Senior Vice President, Growth & Innovation
Rachel Calomeni is the SVP of Growth & Innovation at HowGood, the world’s largest product sustainability database. HowGood’s platform helps brands measure their environmental and social impact, as well as identify opportunities to improve sourcing locations or practices to create products that are better for our planet. Rachel has 25 years of experience working in or alongside consumer goods companies, such as Procter & Gamble. She holds a Law Degree from the University of Western Sydney and an MBA from Fairfield University. Her passion for preserving our planet stems from her childhood, where she grew up in the picturesque Blue Mountains in Australia, a UNESCO World Heritage Listed site.
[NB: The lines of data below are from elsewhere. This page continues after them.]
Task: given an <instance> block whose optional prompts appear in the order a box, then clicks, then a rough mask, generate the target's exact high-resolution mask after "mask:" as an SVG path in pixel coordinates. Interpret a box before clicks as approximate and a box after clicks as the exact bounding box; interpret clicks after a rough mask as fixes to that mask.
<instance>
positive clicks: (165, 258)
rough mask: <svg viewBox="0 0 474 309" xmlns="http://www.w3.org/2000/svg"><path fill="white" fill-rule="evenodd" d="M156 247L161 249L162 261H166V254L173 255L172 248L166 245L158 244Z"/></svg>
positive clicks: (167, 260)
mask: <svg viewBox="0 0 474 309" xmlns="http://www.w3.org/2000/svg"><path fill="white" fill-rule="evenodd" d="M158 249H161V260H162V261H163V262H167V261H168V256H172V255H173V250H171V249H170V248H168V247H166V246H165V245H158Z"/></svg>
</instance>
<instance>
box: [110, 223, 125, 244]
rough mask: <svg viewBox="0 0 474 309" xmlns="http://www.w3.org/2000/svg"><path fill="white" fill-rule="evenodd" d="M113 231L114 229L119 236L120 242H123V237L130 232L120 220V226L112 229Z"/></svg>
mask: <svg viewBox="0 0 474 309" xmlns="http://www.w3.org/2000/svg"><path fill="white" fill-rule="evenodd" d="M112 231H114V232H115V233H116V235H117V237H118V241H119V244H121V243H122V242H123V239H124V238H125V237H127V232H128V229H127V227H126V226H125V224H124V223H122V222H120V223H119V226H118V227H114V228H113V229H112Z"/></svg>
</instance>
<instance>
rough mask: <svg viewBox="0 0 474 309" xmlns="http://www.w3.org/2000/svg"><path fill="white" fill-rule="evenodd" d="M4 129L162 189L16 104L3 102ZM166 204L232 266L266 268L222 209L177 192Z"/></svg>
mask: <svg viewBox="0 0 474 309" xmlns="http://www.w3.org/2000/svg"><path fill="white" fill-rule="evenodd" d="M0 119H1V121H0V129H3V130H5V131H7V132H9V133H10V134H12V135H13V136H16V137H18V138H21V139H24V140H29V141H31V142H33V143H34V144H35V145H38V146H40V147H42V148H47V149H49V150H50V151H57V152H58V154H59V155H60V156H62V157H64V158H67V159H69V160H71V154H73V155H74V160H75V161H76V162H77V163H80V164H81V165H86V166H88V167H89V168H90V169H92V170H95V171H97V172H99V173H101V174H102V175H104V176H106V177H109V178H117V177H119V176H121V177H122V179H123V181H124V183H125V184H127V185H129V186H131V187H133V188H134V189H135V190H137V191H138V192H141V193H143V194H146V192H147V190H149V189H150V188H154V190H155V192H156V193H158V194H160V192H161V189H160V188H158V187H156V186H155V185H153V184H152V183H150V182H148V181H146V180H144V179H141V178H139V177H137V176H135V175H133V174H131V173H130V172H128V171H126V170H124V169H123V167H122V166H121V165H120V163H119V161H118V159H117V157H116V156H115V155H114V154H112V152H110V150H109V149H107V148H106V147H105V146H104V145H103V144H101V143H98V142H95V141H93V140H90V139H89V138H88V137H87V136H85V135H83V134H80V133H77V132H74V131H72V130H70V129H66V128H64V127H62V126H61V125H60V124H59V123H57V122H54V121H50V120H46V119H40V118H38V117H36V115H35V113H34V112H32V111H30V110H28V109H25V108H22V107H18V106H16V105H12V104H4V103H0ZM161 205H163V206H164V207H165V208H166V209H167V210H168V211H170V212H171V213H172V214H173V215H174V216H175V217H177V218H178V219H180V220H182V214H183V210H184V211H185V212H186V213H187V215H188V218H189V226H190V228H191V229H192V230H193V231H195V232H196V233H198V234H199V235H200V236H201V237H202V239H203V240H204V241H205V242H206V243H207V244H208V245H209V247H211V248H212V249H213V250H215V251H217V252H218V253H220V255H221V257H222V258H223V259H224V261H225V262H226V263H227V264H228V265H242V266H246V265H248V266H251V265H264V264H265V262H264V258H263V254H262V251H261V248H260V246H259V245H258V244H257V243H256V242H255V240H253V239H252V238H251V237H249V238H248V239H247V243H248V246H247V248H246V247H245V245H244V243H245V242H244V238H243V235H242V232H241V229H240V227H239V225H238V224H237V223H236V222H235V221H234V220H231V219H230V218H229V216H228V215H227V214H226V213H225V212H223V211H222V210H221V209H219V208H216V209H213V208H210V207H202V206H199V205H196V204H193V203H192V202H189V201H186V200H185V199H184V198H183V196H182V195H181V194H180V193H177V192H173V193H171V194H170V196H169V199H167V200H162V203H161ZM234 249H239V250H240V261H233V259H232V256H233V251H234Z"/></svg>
Rich Dillon is the CEO of leading cultivated meat company Ivy Farm, a disruptive food-tech start-up on a mission to create the best guilt-free, real meat, to tackle one of the world’s biggest climate polluters - industrial agriculture - and to help the world reach its net zero goals.
VP Head of Practice
Evalueserve UK Ltd
Simon Carr is VP and Head of Evalueserve’s CPG practice. He has over 20 years of experience in the CPG space in innovation and IP-based roles. With Mondelez International, he was IP & OI Manager for their global coffee business and Crown Holdings as Global IP Manager. He has a degree in Engineering Design and a Postgraduate Diploma in Strategy and Innovation from the Säid Business School, University of Oxford. He has been a member of the Royal Shakespeare Company, appearing in their 2016 production of King Lear.
Santiago Pardo Ferrer
International Business Hunter
Team Food Colombia
Santiago started his career 11 years ago after obtaining a Master's in International Business and Marketing at Grenoble Ecole de Management. His experience and contribution helped the development of brands in a wide range of fields, such as sports, luxury and mass consumption, and having an active role in mentoring the new generation of entrepreneurs as a tutor.